Feest der herkenning
Op donderdagmiddag 5 december kwam ik enigszins verlaat aan in het verzorgingshuis waar moeder verblijf houdt. Het was de bedoeling dat ik moeder zou bijstaan in een eventuele confrontatie met Sinterklaas. Het was de families eerder meegedeeld dat Sint niet in levende lijve zou komen, omdat de opwinding voor sommige bewoners misschien teveel zou worden. Maar toen ik binnenkwam, zag hem al zitten in de kring van oudjes. Hij zag er ongevaarlijk uit en zat er wat stilletjes bij. Sommige van de bewoners waren onder invloed van de warme chocolademelk al ingedommeld.

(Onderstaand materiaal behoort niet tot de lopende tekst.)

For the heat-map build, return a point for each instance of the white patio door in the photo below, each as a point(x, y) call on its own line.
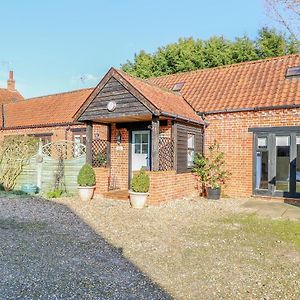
point(140, 150)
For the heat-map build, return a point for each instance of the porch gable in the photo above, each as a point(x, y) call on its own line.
point(126, 103)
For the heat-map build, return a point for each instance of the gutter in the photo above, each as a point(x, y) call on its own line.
point(257, 108)
point(38, 126)
point(166, 114)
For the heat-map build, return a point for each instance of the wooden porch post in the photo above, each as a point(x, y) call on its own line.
point(89, 141)
point(155, 144)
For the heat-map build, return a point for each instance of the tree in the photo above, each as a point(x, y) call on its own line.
point(270, 43)
point(15, 151)
point(287, 14)
point(244, 49)
point(189, 54)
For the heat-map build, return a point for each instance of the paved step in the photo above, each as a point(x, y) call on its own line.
point(117, 195)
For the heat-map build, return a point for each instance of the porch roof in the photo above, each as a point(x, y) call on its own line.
point(159, 101)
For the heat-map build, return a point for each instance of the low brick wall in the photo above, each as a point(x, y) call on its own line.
point(102, 175)
point(167, 185)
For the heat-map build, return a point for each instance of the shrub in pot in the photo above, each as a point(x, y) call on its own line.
point(86, 182)
point(139, 189)
point(211, 172)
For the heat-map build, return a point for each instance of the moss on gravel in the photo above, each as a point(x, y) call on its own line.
point(268, 229)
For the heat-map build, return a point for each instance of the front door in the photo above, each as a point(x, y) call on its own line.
point(277, 164)
point(140, 150)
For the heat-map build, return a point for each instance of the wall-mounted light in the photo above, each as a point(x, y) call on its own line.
point(119, 137)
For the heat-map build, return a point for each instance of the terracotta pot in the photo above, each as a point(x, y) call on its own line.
point(213, 193)
point(86, 192)
point(137, 200)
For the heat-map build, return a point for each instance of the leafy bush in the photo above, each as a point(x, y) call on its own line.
point(101, 158)
point(54, 194)
point(15, 151)
point(210, 169)
point(19, 193)
point(86, 176)
point(140, 182)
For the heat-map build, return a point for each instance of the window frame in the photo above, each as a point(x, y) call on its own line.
point(46, 138)
point(272, 133)
point(190, 166)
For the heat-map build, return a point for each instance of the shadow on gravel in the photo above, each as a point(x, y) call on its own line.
point(47, 252)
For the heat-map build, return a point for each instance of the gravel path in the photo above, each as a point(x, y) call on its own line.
point(47, 252)
point(105, 250)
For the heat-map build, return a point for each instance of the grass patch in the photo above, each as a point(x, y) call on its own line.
point(9, 224)
point(284, 230)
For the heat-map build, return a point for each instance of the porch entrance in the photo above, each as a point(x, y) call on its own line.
point(140, 151)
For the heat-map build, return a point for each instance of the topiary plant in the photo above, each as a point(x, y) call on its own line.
point(210, 169)
point(140, 182)
point(86, 176)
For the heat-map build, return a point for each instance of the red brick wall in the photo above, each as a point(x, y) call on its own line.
point(167, 185)
point(231, 131)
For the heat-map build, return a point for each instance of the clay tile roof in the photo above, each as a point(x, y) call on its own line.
point(7, 96)
point(247, 85)
point(163, 99)
point(45, 110)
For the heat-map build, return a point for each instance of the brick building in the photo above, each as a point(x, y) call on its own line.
point(252, 109)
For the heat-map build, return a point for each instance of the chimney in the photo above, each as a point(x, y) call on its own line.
point(11, 86)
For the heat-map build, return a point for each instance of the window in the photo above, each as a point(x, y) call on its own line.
point(277, 161)
point(141, 143)
point(190, 150)
point(79, 136)
point(282, 163)
point(45, 138)
point(262, 163)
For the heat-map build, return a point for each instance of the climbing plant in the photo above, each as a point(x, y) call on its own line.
point(15, 151)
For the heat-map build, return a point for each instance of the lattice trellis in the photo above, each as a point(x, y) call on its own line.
point(64, 150)
point(166, 154)
point(99, 153)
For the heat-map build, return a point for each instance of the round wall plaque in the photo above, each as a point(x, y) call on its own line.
point(111, 105)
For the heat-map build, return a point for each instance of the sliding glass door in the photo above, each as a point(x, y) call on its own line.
point(276, 168)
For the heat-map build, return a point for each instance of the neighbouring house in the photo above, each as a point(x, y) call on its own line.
point(10, 94)
point(252, 109)
point(50, 118)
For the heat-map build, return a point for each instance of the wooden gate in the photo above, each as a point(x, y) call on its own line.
point(56, 165)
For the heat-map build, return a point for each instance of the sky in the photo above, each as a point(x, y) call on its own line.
point(61, 45)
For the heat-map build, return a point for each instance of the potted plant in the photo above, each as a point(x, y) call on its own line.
point(139, 189)
point(211, 171)
point(86, 182)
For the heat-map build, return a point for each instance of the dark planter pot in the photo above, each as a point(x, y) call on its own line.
point(213, 194)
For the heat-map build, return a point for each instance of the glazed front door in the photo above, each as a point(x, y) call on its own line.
point(140, 150)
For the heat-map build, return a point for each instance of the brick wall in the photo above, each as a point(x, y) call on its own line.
point(231, 131)
point(167, 185)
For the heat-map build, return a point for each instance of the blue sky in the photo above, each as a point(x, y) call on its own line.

‘Partyparty’, dacht ik terwijl ik op mijn moeder afliep. Ik dacht dat ze me herkende, maar ze dacht ook andere kinderen te herkennen in de kring. ‘Daar is Nico’, wees ze met een knikje van haar hoofd naar een onbekende man. En ze zocht de kring af naar zussen en broers die al lang zijn overleden. De enige overledene die ik zag was Sinterklaas zelf, maar daar had ze geen belangstelling voor.

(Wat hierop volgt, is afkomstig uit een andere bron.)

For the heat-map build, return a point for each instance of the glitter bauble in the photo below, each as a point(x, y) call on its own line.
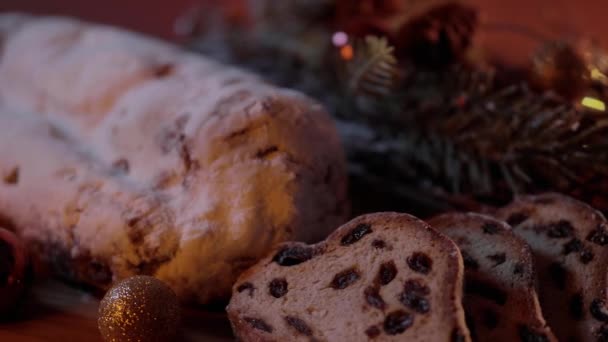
point(140, 308)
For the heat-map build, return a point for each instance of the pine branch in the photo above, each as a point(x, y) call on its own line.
point(374, 70)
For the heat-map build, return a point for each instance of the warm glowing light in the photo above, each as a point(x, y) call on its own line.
point(597, 75)
point(347, 52)
point(339, 38)
point(593, 103)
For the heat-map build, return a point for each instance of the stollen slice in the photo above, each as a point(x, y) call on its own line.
point(568, 239)
point(380, 277)
point(500, 299)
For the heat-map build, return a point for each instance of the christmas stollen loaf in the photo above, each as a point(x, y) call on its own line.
point(124, 155)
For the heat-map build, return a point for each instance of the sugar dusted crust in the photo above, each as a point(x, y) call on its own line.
point(135, 157)
point(375, 268)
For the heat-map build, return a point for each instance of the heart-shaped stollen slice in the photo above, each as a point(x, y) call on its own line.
point(500, 300)
point(381, 277)
point(569, 240)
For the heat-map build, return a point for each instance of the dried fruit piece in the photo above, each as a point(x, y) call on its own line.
point(372, 332)
point(293, 255)
point(415, 301)
point(397, 322)
point(486, 290)
point(498, 258)
point(598, 310)
point(517, 218)
point(469, 262)
point(519, 268)
point(379, 244)
point(558, 274)
point(528, 335)
point(258, 324)
point(388, 272)
point(420, 262)
point(586, 256)
point(574, 245)
point(247, 286)
point(559, 230)
point(278, 287)
point(490, 319)
point(356, 234)
point(373, 298)
point(457, 336)
point(299, 325)
point(345, 278)
point(599, 236)
point(490, 228)
point(576, 306)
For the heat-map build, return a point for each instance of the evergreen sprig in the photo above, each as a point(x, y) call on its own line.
point(449, 133)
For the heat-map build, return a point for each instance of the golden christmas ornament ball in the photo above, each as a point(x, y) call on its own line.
point(140, 308)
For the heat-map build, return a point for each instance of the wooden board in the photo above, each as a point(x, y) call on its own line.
point(56, 312)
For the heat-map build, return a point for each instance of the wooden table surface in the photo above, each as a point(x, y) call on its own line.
point(56, 312)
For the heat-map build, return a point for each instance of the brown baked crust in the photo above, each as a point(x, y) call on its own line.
point(501, 262)
point(568, 239)
point(303, 275)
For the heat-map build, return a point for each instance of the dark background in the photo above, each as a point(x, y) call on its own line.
point(550, 18)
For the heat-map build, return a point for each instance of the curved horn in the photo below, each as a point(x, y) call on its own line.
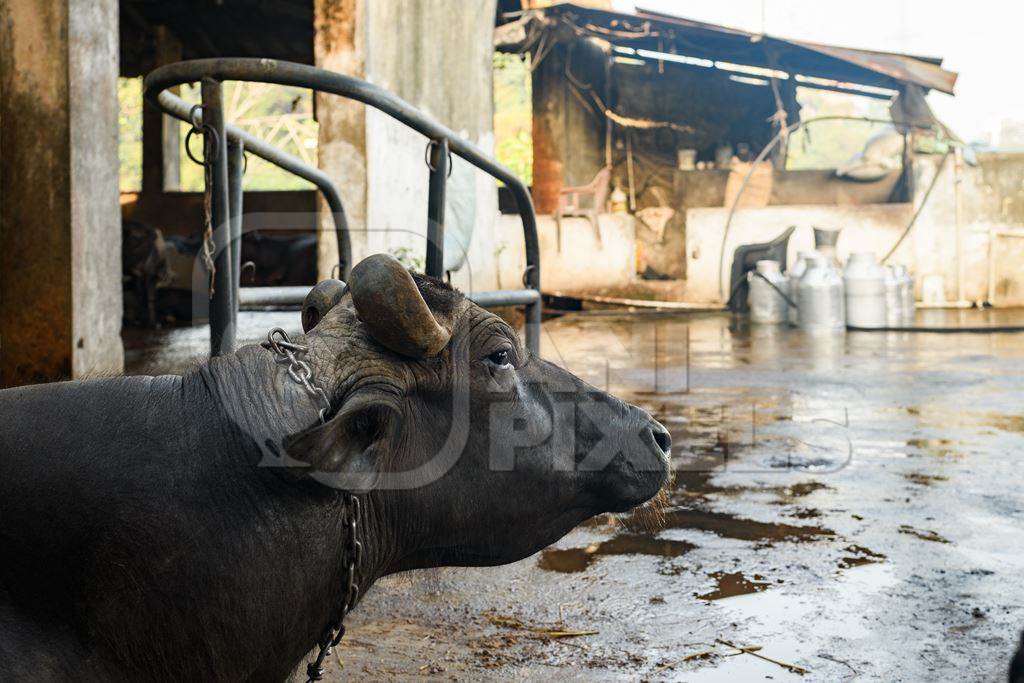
point(322, 298)
point(389, 303)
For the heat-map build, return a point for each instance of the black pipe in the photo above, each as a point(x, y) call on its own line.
point(236, 169)
point(438, 161)
point(981, 330)
point(179, 109)
point(221, 305)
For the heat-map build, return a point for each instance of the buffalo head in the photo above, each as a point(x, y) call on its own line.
point(479, 452)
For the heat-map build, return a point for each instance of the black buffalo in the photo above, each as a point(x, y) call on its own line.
point(190, 527)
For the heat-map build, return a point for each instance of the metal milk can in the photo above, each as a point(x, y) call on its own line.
point(864, 282)
point(793, 276)
point(820, 297)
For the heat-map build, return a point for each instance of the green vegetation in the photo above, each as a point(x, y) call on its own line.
point(130, 133)
point(278, 115)
point(514, 114)
point(829, 143)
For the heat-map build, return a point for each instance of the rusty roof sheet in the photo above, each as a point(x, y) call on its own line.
point(710, 41)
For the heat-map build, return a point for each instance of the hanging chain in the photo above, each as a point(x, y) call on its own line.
point(210, 150)
point(285, 351)
point(300, 372)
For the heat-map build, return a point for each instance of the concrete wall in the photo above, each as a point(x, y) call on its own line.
point(992, 202)
point(437, 56)
point(59, 221)
point(577, 262)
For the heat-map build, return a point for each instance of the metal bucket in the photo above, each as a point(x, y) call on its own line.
point(793, 276)
point(767, 304)
point(864, 281)
point(906, 294)
point(820, 297)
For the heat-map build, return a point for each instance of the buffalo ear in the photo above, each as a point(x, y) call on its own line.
point(345, 453)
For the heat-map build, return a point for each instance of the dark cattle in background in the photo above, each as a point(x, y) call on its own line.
point(280, 261)
point(194, 527)
point(144, 269)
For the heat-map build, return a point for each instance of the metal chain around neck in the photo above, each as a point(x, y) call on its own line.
point(285, 351)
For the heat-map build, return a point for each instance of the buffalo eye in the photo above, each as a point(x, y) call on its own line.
point(501, 358)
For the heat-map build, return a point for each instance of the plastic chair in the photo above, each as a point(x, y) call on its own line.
point(569, 202)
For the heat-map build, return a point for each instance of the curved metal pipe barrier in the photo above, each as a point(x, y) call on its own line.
point(442, 140)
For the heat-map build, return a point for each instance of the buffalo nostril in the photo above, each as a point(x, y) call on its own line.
point(662, 437)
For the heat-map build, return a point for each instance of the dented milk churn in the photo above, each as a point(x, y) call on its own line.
point(820, 297)
point(864, 281)
point(767, 284)
point(793, 276)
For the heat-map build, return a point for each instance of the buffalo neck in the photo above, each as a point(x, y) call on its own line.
point(289, 535)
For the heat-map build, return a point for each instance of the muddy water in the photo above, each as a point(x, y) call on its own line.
point(850, 506)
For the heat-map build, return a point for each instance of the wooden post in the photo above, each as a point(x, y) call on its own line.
point(60, 305)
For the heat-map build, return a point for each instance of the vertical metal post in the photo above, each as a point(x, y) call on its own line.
point(439, 163)
point(236, 168)
point(221, 329)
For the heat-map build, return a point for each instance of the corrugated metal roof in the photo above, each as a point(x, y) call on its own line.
point(710, 41)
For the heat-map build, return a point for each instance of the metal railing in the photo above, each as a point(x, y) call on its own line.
point(225, 179)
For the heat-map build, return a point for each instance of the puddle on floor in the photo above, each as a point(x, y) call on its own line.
point(731, 526)
point(923, 479)
point(942, 447)
point(924, 535)
point(578, 559)
point(731, 584)
point(858, 556)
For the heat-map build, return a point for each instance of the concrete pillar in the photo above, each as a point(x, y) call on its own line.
point(339, 45)
point(568, 139)
point(60, 305)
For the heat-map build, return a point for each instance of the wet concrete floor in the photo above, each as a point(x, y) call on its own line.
point(848, 508)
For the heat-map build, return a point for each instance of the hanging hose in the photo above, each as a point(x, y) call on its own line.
point(768, 148)
point(981, 330)
point(921, 207)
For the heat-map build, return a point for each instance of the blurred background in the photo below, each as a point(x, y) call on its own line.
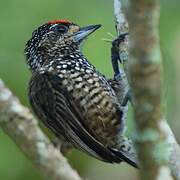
point(18, 18)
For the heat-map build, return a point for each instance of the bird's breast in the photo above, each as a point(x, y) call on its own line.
point(94, 99)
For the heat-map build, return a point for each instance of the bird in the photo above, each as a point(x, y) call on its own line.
point(71, 97)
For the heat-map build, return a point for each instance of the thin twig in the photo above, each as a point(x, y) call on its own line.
point(17, 121)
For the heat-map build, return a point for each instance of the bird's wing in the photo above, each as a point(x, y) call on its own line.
point(56, 108)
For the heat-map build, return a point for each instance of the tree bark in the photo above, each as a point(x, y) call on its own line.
point(156, 144)
point(17, 122)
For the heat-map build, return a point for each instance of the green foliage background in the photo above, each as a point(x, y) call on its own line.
point(18, 18)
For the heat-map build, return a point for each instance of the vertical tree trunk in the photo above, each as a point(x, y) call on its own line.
point(146, 84)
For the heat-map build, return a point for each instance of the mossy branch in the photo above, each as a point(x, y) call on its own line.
point(156, 144)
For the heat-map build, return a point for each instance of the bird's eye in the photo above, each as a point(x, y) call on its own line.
point(60, 29)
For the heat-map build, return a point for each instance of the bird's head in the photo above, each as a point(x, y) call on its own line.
point(59, 37)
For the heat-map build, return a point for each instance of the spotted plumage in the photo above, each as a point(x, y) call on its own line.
point(71, 96)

De zwarte pieten begonnen de cadeaus uit te delen. Als eerste was de beurt aan mijn buurvrouw, die zich steeds afvroeg waarom ‘haar jongens’ er nog niet waren. Een zwarte piet die kwam assisteren bij het voorlezen van het gedicht, werd door haar steevast aangesproken met ‘zuster’. Dat vond de zwaar geschminkte piet niet leuk.

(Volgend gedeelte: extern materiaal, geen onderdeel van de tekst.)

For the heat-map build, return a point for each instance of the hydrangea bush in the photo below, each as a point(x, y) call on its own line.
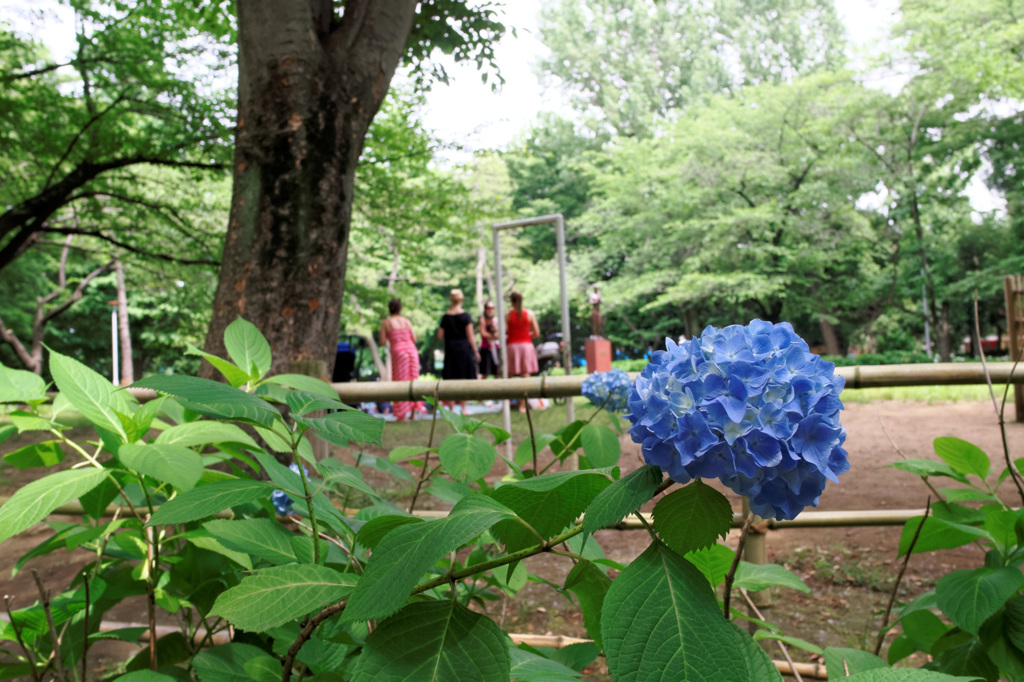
point(181, 505)
point(750, 406)
point(608, 389)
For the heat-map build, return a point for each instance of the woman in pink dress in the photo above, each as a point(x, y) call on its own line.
point(397, 333)
point(521, 329)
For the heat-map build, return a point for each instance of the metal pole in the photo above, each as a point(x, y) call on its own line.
point(114, 345)
point(566, 331)
point(502, 340)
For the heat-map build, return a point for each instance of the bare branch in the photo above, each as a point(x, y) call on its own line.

Terwijl moeder de gezichten in de zaal bleef scannen, werden om haar heen de cadeautjes uitgepakt. Overal kwamen warme sloffen, sjaals en dekentjes uit de verpakkingen, het enige waarmee je je oude moeder nog een plezier kunt doen. Toen mijn moeder aan de beurt was en een zwart piet het gedicht wilde voorlezen, griste mijn moeder het papiertje uit piets handen terwijl ze riep:
‘Blijf af!’
’Nounounou’, werd er overal gemompeld, ‘mevrouw Bolle wil het gedicht niet met ons delen.’
Mijn moeder beraadde zich een tijdje over het papiertje in haar handen, boog zich toen naar me over en zei verheugd: ‘Dat is een brief van papa.’
De sjaal en handschoenen die ze had uitgepakt, bekeek ze met enige argwaan, waarna ze ze probeerde kwijt te raken, want die herkende ze niet.
Aan het eind van het wol- en gedichtenfestijn kwam een (ongeschminkte) zuster moeder ophalen om haar naar de eigen huiskamer te brengen.
‘Wie bent u?’ vroeg mijn moeder.
‘U kent me toch wel? Ik leg u elke avond in bed,’ zei de zuster. Mijn moeder glimlachte minzaam. Ze gelooft niet alles!
Wat een mooi verhaal, ook heel herkenbaar.
Sinterklaas is de ondergeschikte.
(not too) serious request:
Krijgen we nog een kerstverhaal, of hoe zit dat?